14 de febrero 2026 - 17:28

Delicado equilibrio: Europa pide reforzar la defensa mutua y EEUU baja el tono de sus críticas

En Alemania, los líderes europeos reclamaron mayor capacidad propia para responder a eventuales agresiones y acelerar decisiones en seguridad. Desde Washington, el mensaje fue más conciliador, aunque con la misma exigencia de mayor compromiso del bloque.

La presidenta de la Comisión Europea reclamó fortalecer la defensa colectiva del bloque, mientras Estados Unidos habló de “revitalizar” la alianza transatlántica sin alterar su línea estratégica.

La presidenta de la Comisión Europea reclamó fortalecer la defensa colectiva del bloque, mientras Estados Unidos habló de “revitalizar” la alianza transatlántica sin alterar su línea estratégica.

La presidenta de la Comisión Europea, Ursula von der Leyen, sostuvo que “ha llegado el momento” de dar vida a la cláusula de defensa mutua prevista en el Artículo 42.7 del Tratado de Lisboa, que obliga a los Estados miembros a asistir a cualquier país del bloque que sufra una agresión en su territorio.

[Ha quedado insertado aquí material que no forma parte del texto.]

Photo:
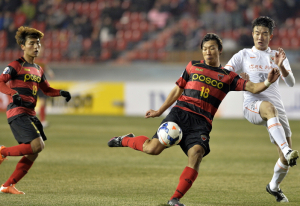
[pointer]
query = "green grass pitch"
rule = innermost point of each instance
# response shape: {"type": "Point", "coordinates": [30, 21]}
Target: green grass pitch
{"type": "Point", "coordinates": [78, 168]}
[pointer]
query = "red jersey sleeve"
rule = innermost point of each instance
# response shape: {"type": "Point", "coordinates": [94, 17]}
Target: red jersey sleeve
{"type": "Point", "coordinates": [237, 84]}
{"type": "Point", "coordinates": [8, 74]}
{"type": "Point", "coordinates": [183, 79]}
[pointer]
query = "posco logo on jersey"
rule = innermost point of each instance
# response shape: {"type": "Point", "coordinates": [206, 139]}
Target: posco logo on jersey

“La defensa mutua no es opcional. Es nuestro compromiso colectivo”, afirmó, al tiempo que reclamó que la Unión Europea actúe con mayor rapidez y menos trabas institucionales, incluso recurriendo a mayorías cualificadas en lugar de la unanimidad.

Una Europa más autónoma

El mensaje central fue claro: Europa debe poder defender su territorio, su economía y su democracia sin depender constantemente de otros. Von der Leyen planteó la necesidad de una nueva doctrina de seguridad que atraviese todas las políticas comunitarias —desde comercio hasta tecnología— e instó a derribar la separación rígida entre el sector civil y el de defensa, incorporando industrias estratégicas como la automotriz, la aeroespacial y la de maquinaria pesada a la arquitectura de seguridad.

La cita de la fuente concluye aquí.